Autre disparition douloureuse, celle du directeur de la photographie Larry Fong, qui laisse sa place à Simon Duggan, responsable des horreurs numériques de Gatsby le magnifique de Baz Lhurmann. 300 : la naissance d’un empire n’est pas non plus une horreur visuelle, d’autant plus que l’exploitation du film en 3D atténue les effets d’incrustation les moins réussis.
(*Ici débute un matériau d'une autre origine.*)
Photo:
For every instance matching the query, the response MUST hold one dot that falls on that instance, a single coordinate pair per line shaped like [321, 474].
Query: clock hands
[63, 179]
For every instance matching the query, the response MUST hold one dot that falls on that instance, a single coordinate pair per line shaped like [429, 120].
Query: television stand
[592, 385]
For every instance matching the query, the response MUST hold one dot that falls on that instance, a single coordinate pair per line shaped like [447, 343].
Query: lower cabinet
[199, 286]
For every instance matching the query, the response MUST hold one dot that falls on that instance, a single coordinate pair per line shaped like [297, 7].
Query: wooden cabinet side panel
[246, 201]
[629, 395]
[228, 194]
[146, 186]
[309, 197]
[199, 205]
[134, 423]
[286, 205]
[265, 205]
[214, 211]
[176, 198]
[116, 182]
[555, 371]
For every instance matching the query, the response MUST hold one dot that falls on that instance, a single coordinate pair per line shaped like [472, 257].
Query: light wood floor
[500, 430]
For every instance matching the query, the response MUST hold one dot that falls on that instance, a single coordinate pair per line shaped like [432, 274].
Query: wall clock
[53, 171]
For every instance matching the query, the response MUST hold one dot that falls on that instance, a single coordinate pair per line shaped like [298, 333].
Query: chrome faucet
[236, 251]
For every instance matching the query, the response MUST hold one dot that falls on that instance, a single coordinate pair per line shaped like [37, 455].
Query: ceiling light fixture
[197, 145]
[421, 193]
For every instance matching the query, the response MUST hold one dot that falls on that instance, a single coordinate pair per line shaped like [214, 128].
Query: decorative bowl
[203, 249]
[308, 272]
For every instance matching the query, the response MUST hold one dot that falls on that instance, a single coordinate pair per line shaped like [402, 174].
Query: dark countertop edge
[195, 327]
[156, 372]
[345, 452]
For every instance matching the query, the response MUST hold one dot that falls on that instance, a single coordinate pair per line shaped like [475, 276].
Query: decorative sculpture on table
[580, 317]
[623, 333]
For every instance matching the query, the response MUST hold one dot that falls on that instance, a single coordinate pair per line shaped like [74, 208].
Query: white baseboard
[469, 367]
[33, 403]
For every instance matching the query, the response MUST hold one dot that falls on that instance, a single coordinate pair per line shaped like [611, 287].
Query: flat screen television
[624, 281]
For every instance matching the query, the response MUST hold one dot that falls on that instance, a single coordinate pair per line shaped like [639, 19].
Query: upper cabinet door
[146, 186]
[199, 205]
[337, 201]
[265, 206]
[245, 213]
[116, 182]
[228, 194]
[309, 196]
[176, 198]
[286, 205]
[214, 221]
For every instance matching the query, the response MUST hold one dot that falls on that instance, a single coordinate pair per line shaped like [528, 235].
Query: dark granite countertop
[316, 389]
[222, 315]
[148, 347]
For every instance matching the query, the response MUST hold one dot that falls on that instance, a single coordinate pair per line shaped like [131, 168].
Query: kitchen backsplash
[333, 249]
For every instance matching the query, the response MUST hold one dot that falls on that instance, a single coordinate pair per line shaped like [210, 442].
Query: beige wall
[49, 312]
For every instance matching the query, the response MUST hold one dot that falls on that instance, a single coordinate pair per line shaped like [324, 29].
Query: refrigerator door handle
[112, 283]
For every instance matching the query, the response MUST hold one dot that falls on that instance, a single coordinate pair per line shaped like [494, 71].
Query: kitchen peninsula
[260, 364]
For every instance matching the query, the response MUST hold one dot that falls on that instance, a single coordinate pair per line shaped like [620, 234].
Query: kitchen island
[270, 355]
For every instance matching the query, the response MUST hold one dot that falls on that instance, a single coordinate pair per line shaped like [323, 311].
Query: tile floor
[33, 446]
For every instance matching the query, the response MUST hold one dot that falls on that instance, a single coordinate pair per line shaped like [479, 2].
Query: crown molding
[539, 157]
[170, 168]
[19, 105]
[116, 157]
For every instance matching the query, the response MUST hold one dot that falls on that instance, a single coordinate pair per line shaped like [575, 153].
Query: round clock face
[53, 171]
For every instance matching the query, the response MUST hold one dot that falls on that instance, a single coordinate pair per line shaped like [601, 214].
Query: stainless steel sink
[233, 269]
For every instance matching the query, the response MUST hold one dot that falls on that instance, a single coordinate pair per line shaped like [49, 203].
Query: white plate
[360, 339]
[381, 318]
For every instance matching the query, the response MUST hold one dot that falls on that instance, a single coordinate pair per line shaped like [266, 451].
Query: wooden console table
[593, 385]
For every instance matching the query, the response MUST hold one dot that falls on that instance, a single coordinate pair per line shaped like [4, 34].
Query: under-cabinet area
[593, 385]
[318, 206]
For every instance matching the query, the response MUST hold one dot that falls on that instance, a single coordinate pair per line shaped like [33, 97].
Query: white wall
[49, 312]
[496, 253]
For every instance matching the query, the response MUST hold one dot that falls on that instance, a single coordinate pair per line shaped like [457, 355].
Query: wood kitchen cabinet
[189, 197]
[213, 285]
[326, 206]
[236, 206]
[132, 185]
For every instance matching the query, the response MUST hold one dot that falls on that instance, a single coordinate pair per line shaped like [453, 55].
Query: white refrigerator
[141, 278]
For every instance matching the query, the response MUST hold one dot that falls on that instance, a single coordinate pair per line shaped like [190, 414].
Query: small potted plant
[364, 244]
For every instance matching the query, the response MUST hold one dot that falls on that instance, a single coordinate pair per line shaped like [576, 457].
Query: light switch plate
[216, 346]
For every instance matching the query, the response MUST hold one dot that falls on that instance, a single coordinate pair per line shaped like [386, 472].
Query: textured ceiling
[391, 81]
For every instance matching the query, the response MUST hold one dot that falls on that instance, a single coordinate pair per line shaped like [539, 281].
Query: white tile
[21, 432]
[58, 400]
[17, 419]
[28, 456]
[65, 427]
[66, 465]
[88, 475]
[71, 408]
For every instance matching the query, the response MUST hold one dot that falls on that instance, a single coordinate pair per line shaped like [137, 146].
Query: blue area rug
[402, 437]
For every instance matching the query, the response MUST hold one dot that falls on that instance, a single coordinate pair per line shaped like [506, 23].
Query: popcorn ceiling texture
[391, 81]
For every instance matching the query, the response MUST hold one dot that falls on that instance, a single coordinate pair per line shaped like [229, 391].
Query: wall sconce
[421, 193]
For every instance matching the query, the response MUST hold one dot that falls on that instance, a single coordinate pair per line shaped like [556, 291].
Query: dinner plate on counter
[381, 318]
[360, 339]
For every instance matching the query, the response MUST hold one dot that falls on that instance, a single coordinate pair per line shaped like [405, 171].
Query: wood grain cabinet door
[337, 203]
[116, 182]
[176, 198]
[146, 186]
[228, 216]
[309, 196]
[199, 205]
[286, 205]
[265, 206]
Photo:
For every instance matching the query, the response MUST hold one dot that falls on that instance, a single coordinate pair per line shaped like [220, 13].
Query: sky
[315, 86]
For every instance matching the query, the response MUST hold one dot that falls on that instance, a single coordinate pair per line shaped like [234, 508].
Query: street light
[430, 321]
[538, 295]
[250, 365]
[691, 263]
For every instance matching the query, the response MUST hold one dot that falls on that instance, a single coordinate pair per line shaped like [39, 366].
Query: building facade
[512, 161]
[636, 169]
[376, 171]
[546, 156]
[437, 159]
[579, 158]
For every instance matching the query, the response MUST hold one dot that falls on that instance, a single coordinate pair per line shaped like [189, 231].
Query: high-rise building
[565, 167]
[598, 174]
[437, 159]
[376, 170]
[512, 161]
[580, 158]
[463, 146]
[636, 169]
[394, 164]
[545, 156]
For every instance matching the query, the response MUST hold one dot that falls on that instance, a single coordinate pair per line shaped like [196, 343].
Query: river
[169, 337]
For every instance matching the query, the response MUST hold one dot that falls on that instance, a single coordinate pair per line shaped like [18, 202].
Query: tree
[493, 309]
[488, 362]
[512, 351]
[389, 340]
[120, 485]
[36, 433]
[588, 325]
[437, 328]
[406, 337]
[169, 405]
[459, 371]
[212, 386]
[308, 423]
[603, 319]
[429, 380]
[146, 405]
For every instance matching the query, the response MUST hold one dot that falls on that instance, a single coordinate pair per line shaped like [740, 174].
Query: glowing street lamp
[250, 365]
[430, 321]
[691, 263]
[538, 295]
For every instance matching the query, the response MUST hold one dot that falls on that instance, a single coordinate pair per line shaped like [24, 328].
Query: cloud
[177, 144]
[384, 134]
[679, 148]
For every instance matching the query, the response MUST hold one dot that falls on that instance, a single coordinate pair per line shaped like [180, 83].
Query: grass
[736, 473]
Seulement, le film est bridé dans cette volonté d’imiter le travail artistique effectué sur 300 sans jamais parvenir à l’égaler. La lumière orageuse spécifique du premier volet revient avec moins d’éclat, les confrontations au ralenti et le bestiaire sont moins impressionants et même Sullivan Stapleton s’inscrit dans cette lignée d’un 300 au rabais, leader bien moins charismatique que Gérard Butler en Léonidas. Certes, Eva Green compose une méchante charismatique et certains seconds rôles comme Calisto (Jack O’Connell) donnent de la vigueur à ce cinéma très artificiel qui a perdu de son essence, cette saveur jouissive et régressive. Malgré quelques moments de bravoure, le film de Noam Murro tient du coup d’épée dans l’eau, exploitation d’un succès inattendu et qui pourrait voir naître d’autres suites encore un peu plus fades, moins couillues et foncièrement un peu plus inutiles.

2 étoiles
300 : la naissance d’un emire, un film de Noam Murro, en salles depuis le 5 mars 2014.

 

Si les négociations avec l’ennemi sont bannies de 300 : la naissance d’un empire, elles sont au cœur du nouveau film de Volker Schlöndorff, adaptation de la pièce Diplomatie de Cyril Gély. L’action se déroule dans la nuit du 24 au 25 août 1944 dans une chambre de l’hôtel Meurice où le consul suédois Raoul Nordling (André Dussollier) va tenter de convaincre le Général Dietrich Von Choltitz (Niels Arestrup) de ne pas détruire Paris comme lui a ordonné Hitler. Presque un huis clos complet, le film de Schlöndorff permet à Dussollier et Arestrup de développer un jeu passionnant où tout est question d’arrondir les angles avant de trouver un terrain d’entente et d’avancer ses arguments en fin stratège.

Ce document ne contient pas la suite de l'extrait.